CII marketing director Ian Simons talks about the challenges facing the industry when it comes to Big Data
The ability to innovate in pursuit of better customer outcomes is core to being a professional in any field. In insurance there are daily iterative innovations as firms and individuals predict and respond to market demands.
Occasionally, a major innovation comes along that disrupts or significantly affects the status quo. Big Data is potentially one such disrupter. In many fields, such as media, it has already transformed the way consumers access products and companies target and tailor their offerings. In insurance it is arguably still largely peripheral to the core model, but we have some tough questions still to answer if we are to adopt new technologies while ensuring the right outcomes for the customer.
There is an argument that Big Data is just an extension of what insurance has always done: analysing all available data about a risk to determine acceptance, cover and price. After all, according to Microsoft’s James Murray, “All Big Data really means is taking lots of different signals from myriad sources and putting them together and processing them in a way that is meaningful”.
In most conventional insurance models, the customer provides material facts about their risk to the insurer, and the insurer combines these with any data they may already have, or are able to access from reliable public sources, such as credit ratings or flood mapping data.
I’m often reminded of an apocryphal tale of a Lloyd’s underwriter who used what I might argue was Big Data almost 100 years ago.
He made a lucrative career in cargo risk specialising in certain regions of Central America, but his peers couldn’t understand how he selected his risks with such prescience. He declined most risks, but those he led on almost never suffered a loss.
He went to his grave hiding his Big Data secret: he used upriver weather reports for the month prior to the journey to get ahead of pirates. Heavy rain fall increased the river depth, larger vessels took to these rivers and local pirates attacked them.

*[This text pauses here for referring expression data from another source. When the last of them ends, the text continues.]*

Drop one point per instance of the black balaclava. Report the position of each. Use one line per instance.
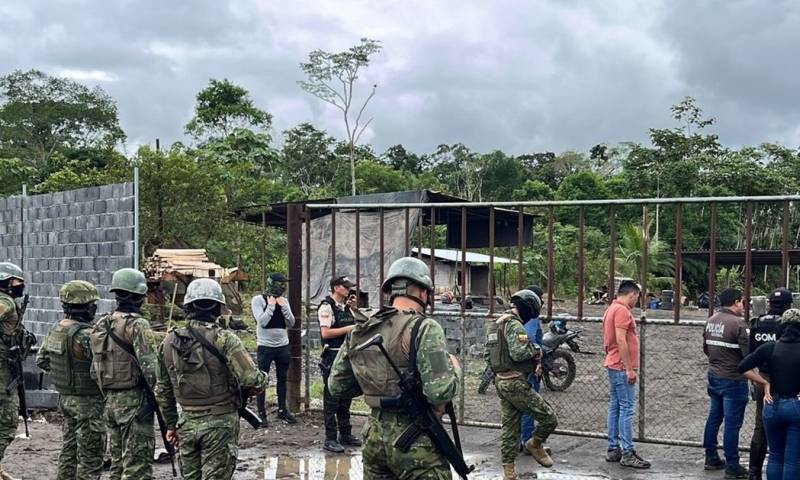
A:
(204, 310)
(128, 302)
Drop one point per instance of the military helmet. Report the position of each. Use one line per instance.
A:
(529, 298)
(78, 292)
(203, 289)
(129, 280)
(411, 269)
(791, 316)
(9, 270)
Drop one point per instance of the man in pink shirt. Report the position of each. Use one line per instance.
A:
(621, 342)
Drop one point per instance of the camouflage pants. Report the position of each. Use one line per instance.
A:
(517, 397)
(382, 461)
(84, 438)
(209, 445)
(9, 417)
(132, 440)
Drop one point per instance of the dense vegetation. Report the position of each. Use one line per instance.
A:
(56, 134)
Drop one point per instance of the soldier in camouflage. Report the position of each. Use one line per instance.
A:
(12, 287)
(511, 356)
(67, 356)
(209, 391)
(123, 356)
(353, 373)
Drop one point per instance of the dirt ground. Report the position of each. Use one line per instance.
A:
(294, 452)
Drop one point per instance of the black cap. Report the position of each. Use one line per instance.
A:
(343, 280)
(278, 277)
(781, 295)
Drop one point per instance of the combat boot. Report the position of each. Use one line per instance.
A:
(538, 452)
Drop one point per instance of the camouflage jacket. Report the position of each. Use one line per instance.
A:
(10, 332)
(439, 377)
(239, 362)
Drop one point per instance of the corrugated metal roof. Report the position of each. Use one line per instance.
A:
(455, 256)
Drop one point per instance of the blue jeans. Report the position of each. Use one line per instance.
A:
(620, 411)
(782, 421)
(727, 401)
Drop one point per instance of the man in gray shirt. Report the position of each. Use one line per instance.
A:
(273, 316)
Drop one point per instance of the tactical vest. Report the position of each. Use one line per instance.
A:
(341, 318)
(115, 369)
(497, 344)
(199, 379)
(70, 375)
(373, 372)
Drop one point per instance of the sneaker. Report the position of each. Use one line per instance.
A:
(737, 471)
(614, 455)
(287, 417)
(633, 460)
(349, 440)
(333, 446)
(713, 462)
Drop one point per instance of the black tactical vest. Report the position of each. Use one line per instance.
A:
(341, 318)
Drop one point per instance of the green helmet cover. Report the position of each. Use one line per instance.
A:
(78, 292)
(9, 270)
(410, 269)
(129, 280)
(204, 289)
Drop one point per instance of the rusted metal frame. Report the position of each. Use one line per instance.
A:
(295, 256)
(333, 243)
(463, 326)
(748, 260)
(407, 236)
(550, 265)
(382, 260)
(785, 246)
(643, 327)
(520, 240)
(263, 251)
(358, 254)
(712, 263)
(432, 301)
(612, 254)
(676, 296)
(307, 350)
(581, 260)
(491, 261)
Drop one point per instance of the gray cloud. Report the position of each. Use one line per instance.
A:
(516, 76)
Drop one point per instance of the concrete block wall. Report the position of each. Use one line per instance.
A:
(83, 234)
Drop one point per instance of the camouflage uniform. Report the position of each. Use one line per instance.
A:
(208, 423)
(128, 420)
(440, 381)
(11, 332)
(517, 397)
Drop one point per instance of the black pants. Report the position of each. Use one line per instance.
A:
(279, 355)
(758, 445)
(336, 409)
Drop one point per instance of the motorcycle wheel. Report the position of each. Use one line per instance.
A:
(562, 371)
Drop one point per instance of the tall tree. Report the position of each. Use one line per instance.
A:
(332, 77)
(41, 115)
(223, 107)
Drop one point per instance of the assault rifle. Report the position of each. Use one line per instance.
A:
(16, 356)
(413, 402)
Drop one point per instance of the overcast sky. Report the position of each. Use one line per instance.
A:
(521, 76)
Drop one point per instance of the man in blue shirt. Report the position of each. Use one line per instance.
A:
(535, 334)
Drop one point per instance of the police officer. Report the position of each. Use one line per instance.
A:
(511, 356)
(12, 287)
(67, 356)
(367, 371)
(336, 320)
(205, 368)
(764, 329)
(123, 356)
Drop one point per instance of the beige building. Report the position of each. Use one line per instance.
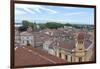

Is this Big Data? Not in the modern sense perhaps, but fundamentally he was sourcing and correlating disparate data sources to underwrite.
In 2015 we no longer have to send off for handwritten weather reports. Terabytes of data can be immediately and, often, freely found on anything from a customer’s browsing history, buying preferences or social media use. The question now is which of these data sets can be used ethically to deliver better customer outcomes. Some feel this degree of personalised risk profiling challenges the fundamental principles of risk pooling.
Insurance buyers expect good value, but that value must be delivered by those with the professional expertise, ethical culture and customer centricity to justify faith in our industry. Chartered firms have demonstrated their investment and commitment to these professional standards, and firms that drive innovation for better customer outcomes will be those that adapt best to the challenges of Big Data and any future market disrupters.